Today, I circle the rose
He rose from his circle
devilish, bearded cherubim
without whom
worship muse
delicate abandon
without whom.....

were it not for your seduction of language
your explosion of promotion of rebellious like-minds
vast, loyal dedication to the proliferation of free
free the shackled chains of your cronies' lost sentences
free butcher-paper novelization spiel
free dream cinema blown-up close-up rise-up screaming portraits
of your small circle of friends, lovers, muse
friends
begat legend (in your minds) erased dungeons (in our minds)
begat
beat ghat
beat at bows of rebellious arbor, bows of religious ardor
begat dylan bohemian pot hip nudist hippie peace-nik mantra punk
anti-
anything but hope
appetite
craving on
ion.

may dictation serve the hopeless
May Day station swerve the blindness
meditation curve the sublimeless.

smoke clears Hoffman of all charges
charges fire
flower-petal war gag
Nations burn, Nixon free
gag chokes national hypnosis.....split-second glimmer:
hope
rings infernal
still
hope rings.

(causes, he pauses
help a man cut his losses)


iv.

infinite honesty.
infinite wisdom.
infinite jism.
infinite space in one's skull
fill the chasm
relentless search for the "more"-gasm.....
man's search for the better broomstick
bottomless cup of joe
the better slogan, the faster dupe, the cleaner whistle
the tastier morsel, the harder cock, the bigger payoff,
the catchier chorus, deeper commitment, more convincing lie,
the truer-ism.
man's search of what's left, what is right

to "accept madness, approve unconvention."
reflections bounce off sparkling moments. clicks of the stopwatch.
breaths in an ear. tears on a casket.
birth of morning.
words on paper, words in souls, memory.
balance.
the grand attraction of the breaking of rules.

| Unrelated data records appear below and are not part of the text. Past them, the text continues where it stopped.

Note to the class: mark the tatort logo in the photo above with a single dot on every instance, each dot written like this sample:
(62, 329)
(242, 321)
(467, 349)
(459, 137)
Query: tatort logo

If "Butler has no balls" then who ousted who?
Dirty windows signal breakthrough
letting "imagination go.....
open secrecy.....
scribble(d) magic lines from real mind"

Herbert's heisted hoodlum magic
Bull Lee, Solomon, Gregory yammer
Times Square cafeteria showdown
Levinsky, Stofsky, Alvah Goldbook,
Carlo lambastes Pokerino
Jean Louis staggers
Chianti glare his eye.

Six @ Six
"when poetry went public"
espousing the literature of risk
the widening circle of kicks
kicks
kickstart the heart of spoken expression
kickstart the soul of a slumbering nation
kicksmart the whole of a head's constant repression
kicks
kicks
kicks.


v.

in a small town in Pennsylvania a patriot, leader of men
buyer/seller of the American Dream
draws record crowds to the Moreland Funeral Home
Pledge of Allegiance, National Anthem, Boy Scout Oath, Taps.
This screwball loved by all
disciplinarian, humble good-deeder
His ashes last wished into an over-sized Pepsi can
and buried on his father's chest.

two days later
"legendary poet Allen Ginsberg died
among friends at home in New York City....."
diagnosis gives in to coma gives in to breathless peace
gives in to bones
dust
time
again, memory.
"and you die when you die.....OMMMMMM....."

Those poor Heaven's Gate folks were mistaken
too late to unpack their bags
redeem their Nike receipts
return their movie advance.....

this comet comes for the sentient soul of a curly black halo.